A further window into the relationship-building strategy can be found in SPARC’s own reporting on achievements and partners. In its 2021 annual report, SPARC states that it advocated, “with the support of Campaign for Tobacco Free Kids (CTFK) in Islamabad and Karachi,” and it claims its efforts contributed to the federal government not decreasing cigarette taxes in the 2021–22 budget cycle. The same annual report describes an announcement by the Commissioner Karachi regarding plans to make Karachi smoke-free, and it attributes elements of district-level tobacco monitoring structures to SPARC and CTFK’s efforts.
It is worth noting that during 2021-22, the CTFK did not have the NOC and registration to operate in Pakistan from the Economic Affairs Division and the Ministry of Interior, Government of Pakistan.
Social media content reinforces that SPARC uses hotel-based convening as an ongoing tactic, not as an exception. Posts and promotions associated with SPARC channels have described dialogues on safeguarding youth from tobacco and nicotine products at the Marriott Hotel Karachi, bringing together experts, advocates, and youth participants. This is relevant because it demonstrates that hotel convening is not limited to the capital’s policy circles; it is also used for media-facing and stakeholder-facing activities in major provincial hubs.

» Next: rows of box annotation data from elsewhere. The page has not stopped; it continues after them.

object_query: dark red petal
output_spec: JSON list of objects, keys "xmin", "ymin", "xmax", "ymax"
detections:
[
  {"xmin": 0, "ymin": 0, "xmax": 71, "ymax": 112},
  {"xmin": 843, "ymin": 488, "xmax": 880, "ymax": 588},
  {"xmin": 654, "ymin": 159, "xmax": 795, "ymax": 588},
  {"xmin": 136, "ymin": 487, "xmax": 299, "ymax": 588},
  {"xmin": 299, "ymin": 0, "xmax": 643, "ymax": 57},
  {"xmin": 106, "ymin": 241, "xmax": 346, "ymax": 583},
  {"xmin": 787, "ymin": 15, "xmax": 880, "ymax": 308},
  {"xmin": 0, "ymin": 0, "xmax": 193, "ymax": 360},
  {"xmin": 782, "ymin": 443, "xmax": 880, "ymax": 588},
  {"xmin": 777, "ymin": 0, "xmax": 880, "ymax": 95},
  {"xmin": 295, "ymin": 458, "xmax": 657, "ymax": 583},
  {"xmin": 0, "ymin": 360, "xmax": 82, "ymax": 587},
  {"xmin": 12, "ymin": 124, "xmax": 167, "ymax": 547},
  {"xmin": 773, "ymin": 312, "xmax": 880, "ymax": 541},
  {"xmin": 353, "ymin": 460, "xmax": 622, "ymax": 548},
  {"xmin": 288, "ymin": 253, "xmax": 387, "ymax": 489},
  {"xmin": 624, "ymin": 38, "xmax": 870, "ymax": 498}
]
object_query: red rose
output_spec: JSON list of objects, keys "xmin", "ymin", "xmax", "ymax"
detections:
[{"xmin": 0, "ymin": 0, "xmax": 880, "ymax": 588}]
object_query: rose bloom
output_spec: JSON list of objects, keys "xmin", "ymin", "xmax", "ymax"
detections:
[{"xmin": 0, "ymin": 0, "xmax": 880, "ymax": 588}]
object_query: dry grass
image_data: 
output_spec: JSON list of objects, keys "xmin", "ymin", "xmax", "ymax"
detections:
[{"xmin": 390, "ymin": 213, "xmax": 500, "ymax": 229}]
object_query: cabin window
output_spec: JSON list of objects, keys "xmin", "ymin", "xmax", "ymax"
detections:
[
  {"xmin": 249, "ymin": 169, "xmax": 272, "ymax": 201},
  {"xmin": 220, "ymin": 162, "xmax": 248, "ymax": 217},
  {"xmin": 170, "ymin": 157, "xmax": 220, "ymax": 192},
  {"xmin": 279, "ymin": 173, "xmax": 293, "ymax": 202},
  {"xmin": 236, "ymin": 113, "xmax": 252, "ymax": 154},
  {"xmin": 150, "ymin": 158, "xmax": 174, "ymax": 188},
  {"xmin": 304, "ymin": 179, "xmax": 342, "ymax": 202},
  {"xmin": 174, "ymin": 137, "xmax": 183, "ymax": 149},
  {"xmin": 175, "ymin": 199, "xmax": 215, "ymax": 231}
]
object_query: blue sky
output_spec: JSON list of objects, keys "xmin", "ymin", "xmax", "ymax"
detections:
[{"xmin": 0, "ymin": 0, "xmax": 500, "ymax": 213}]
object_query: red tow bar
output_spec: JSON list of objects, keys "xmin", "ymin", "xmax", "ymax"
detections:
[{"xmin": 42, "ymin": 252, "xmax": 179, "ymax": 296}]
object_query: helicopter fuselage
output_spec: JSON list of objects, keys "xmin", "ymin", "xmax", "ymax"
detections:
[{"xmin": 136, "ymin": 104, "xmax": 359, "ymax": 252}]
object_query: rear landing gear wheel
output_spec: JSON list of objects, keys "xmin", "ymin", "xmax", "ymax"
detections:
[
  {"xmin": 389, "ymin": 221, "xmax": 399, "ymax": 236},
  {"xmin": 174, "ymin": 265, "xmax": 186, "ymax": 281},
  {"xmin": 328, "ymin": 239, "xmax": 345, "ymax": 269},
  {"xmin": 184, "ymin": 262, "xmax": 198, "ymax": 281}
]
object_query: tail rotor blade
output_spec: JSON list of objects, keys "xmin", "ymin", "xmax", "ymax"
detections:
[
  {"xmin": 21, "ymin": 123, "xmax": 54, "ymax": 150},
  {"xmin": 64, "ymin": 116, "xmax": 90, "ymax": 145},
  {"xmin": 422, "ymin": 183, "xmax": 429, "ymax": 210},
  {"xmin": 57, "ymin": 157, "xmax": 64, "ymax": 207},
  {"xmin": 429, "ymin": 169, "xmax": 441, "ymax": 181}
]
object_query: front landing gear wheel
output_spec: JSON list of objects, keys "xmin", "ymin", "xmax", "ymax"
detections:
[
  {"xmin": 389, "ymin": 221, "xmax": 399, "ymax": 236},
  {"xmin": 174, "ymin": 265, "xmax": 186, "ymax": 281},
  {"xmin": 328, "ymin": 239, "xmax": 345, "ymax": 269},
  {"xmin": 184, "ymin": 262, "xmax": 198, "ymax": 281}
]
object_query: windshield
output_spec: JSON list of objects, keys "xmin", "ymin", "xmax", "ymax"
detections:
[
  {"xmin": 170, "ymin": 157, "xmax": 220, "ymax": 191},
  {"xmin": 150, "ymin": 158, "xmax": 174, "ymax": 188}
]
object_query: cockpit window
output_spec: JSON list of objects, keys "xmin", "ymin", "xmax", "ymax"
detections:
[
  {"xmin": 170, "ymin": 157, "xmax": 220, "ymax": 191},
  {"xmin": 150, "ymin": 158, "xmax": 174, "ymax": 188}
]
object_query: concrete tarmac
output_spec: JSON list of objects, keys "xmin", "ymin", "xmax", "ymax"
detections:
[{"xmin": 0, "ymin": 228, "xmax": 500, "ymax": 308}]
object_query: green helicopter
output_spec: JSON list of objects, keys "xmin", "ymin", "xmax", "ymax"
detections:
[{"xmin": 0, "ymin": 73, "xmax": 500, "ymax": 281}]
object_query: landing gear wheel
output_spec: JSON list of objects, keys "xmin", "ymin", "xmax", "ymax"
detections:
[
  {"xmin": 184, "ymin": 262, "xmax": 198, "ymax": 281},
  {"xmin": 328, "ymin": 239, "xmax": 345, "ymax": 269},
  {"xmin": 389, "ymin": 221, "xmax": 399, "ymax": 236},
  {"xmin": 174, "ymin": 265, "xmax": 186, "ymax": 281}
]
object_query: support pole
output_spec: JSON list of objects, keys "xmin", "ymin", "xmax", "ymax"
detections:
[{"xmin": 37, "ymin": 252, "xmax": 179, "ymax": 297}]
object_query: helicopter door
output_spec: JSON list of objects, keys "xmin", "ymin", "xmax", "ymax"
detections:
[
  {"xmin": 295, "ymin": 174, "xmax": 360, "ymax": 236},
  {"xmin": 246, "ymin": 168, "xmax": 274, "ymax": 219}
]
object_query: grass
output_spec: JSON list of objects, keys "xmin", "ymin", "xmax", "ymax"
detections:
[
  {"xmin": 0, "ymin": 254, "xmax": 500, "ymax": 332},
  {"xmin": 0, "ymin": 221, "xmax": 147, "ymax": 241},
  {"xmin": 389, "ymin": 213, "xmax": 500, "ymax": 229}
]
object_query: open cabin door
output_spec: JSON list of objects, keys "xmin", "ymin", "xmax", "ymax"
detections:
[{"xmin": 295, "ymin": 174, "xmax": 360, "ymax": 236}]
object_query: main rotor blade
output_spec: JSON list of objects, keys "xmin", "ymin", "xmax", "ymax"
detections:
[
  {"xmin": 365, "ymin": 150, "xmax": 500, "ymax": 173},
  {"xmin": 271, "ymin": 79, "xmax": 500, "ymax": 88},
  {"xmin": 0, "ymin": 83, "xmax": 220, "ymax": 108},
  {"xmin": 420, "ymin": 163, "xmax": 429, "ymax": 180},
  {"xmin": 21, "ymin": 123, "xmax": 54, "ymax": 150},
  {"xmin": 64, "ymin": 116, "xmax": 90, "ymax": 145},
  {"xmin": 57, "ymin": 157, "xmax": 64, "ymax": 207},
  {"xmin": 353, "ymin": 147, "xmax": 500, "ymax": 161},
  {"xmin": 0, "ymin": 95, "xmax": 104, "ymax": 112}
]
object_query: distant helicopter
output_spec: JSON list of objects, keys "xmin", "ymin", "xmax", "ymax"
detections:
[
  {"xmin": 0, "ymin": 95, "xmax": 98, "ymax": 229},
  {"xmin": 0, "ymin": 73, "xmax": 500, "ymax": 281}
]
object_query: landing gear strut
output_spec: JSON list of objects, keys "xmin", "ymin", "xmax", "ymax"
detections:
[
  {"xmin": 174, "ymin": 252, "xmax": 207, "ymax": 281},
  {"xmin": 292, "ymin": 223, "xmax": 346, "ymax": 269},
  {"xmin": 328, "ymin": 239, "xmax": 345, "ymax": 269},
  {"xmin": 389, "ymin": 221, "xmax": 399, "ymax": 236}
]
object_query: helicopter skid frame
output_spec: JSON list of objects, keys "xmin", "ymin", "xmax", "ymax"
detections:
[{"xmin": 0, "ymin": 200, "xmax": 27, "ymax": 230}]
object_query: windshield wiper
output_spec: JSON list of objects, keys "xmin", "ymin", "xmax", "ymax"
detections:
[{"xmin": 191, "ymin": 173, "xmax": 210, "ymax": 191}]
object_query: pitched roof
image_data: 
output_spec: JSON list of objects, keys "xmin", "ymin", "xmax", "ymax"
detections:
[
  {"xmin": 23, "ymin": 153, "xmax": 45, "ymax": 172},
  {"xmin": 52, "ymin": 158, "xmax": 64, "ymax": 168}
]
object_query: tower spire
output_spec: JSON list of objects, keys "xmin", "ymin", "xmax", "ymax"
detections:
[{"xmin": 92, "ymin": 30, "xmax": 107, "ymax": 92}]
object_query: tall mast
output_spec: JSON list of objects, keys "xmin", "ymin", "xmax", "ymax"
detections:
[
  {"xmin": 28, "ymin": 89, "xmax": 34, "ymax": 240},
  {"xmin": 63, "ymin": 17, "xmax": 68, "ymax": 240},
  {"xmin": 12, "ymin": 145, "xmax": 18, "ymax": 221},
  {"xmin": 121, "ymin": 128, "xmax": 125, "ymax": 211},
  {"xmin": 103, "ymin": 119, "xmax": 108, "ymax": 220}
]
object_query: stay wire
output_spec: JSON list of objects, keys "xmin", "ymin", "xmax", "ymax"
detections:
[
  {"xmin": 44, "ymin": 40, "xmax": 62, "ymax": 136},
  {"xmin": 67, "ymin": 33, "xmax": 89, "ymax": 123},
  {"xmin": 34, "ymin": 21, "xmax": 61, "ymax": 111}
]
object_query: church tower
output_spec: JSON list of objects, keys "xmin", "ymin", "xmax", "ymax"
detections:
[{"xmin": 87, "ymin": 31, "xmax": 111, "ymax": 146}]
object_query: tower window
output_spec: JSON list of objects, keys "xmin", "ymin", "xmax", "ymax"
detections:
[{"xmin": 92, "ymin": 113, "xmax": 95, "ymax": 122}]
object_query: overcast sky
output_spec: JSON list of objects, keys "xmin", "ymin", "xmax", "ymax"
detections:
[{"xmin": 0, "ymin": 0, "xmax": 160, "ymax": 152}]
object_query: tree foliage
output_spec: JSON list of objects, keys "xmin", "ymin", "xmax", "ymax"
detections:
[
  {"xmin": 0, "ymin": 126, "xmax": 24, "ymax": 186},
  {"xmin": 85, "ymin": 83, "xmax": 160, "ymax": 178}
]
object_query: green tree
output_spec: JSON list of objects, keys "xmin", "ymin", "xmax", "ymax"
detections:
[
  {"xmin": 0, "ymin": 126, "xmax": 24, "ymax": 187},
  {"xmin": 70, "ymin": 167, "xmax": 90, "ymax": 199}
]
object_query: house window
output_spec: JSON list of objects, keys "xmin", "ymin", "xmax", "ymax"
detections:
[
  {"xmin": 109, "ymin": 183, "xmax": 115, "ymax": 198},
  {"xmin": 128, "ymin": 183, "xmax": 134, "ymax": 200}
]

An important point for any reader is that none of the above automatically implies impropriety. Civil society organizations routinely convene officials, and officials routinely attend. The accountability question is whether these “trainings” and “dialogues” produce transparent, measurable outputs, and whether the public can see what was agreed, what changed, and why. A critical commentary published on a Pakistani news site illustrates how these optics can become contested, alleging that SPARC shared photos of a policy dialogue but did not share the names and views of policymakers, while also raising questions about travel and hospitality associated with engagements outside Islamabad. Such commentary should be treated as commentary, not as proof, but it highlights why disclosure practices matter in a politically sensitive policy area like tobacco taxation.
From a governance perspective, the practical standard should be simple and consistent. Venue, attendance, and agenda transparency should be routine, especially when events involve public servants and when the advocacy goal is to shape fiscal policy. Outcomes should also be traceable. If a policy dialogue is about tobacco taxation, it should publish a short outcome note that includes which options were presented, which were rejected, and what follow-up is expected from each agency. If the activity is framed as training, it should identify learning objectives, modules, and whether any institutional changes followed.
A balanced assessment of SPARC’s public footprint, therefore, leads to two simultaneous conclusions.
The first conclusion is that SPARC is a structured and persistent anti-tobacco advocate that uses research products, media briefings, and policy dialogues to press for higher tobacco taxation and stronger tobacco control measures, often framed in terms of youth protection.
The second conclusion is that its interaction model with the state frequently occurs through curated forums hosted in high-end hotel settings, with repeated participation by senior officials or officials with tobacco-control responsibilities, which can raise legitimate public questions about transparency, costs, and influence pathways, even when the underlying engagement is lawful and standard.